IV. Pourquoi ai-je fui en Égypte? Avant qu’on eût enfreint mon commandement, il y avait une voie large et lumineuse qui conduisait au ciel; large en l’abondance et la multiplicité des vertus signalées; lumineuse en la sapience divine et en l’obéissance d’une bonne volonté. La volonté donc s’étant changée, il y eut deux voies : l’une conduisait au ciel, et l’autre en éloignait; l’obéissance conduisant au ciel, et la rébellion séduisait. Mais parce que l’élection du bien ou du mal, savoir, obéir ou désobéir, était au libre arbitre, celui-là pèche, quand il veut autrement que je ne veux. Afin donc que l’homme fût sauvé, il fut juste et digne que quelqu’un vînt qui le rachetât, qui eût l’obéissance parfaite et l’innocence, auquel il puisse témoigner l’amour qu’il lui porte, ou bien sa haine.

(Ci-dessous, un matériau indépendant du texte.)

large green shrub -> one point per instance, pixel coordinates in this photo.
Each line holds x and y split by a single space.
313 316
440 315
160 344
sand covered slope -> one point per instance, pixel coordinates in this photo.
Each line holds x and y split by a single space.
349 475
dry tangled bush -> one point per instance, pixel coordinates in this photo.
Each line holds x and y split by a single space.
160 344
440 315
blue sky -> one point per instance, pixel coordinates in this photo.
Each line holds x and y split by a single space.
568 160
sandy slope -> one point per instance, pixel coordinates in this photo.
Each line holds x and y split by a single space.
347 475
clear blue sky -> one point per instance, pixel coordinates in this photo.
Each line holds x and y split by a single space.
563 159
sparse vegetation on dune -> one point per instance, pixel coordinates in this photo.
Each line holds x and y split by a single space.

Pour racheter l’homme, il ne fallait pas envoyer un ange, car moi, qui suis Dieu, ne donne point mon honneur et ma gloire à autrui, ni ne s’est point trouvé homme qui me pût apaiser pour soi et moins pour les autres. C’est pourquoi, moi, Dieu juste, suis venu justifier les hommes.

Quant à ce que j’ai été en Égypte, en cela l’infirmité de mon humanité a été manifestée, et la prophétie a été accomplie, et j’ai donné l’exemple à la postérité qu’il faut quelquefois éviter et fuir la persécution pour un plus grand honneur et gloire de Dieu; mais d’autant que j’étais sollicité et recherché par ceux qui me poursuivaient, le conseil divin a prévalu sur l’humain. Certes, il n’est pas facile de batailler contre Dieu.

Quant à ce que les enfants ont été massacrés, cela était la figure de ma passion, le mystère des appelés et le symbole de l’amour divin; car bien que les enfants n’aient porté témoignage de moi par parole, ils en ont pourtant donné par la mort fort convenablement à mon enfance. Certes, il avait été prédit que la louange divine s’accomplirait par le sang des innocents, car bien que la malice des injustes les ait injustement affligés, ma permission néanmoins, toujours juste et bénigne, les a exposés justement à la mort, pour montrer la malice des hommes, les conseils incompréhensibles de ma Divinité et la grandeur de ma piété. Si donc, dans les enfants, la malice injuste s’est montrée furieuse, là même ma miséricorde et le mérite ont surabondé; et là où la langue manqua, la confession et l’âge, là le sang répandu rendait le bien tout parfait.

V. Pourquoi je permets qu’on me blasphème. Il est écrit que David, roi et prophète, fuyant la persécution de son fils déloyal, un quidam (Semeias) le maudit au chemin, et ses serviteurs voulant tuer ce médisant, il le défendit par deux raisons : 1° d'autant qu’il espérait sa conversion; 2° d'autant qu’il considéra son infirmité propre, son péché, et la folie de celui qui le maudissait; et enfin, il considéra la patience de Dieu en son endroit et sa divine bonté.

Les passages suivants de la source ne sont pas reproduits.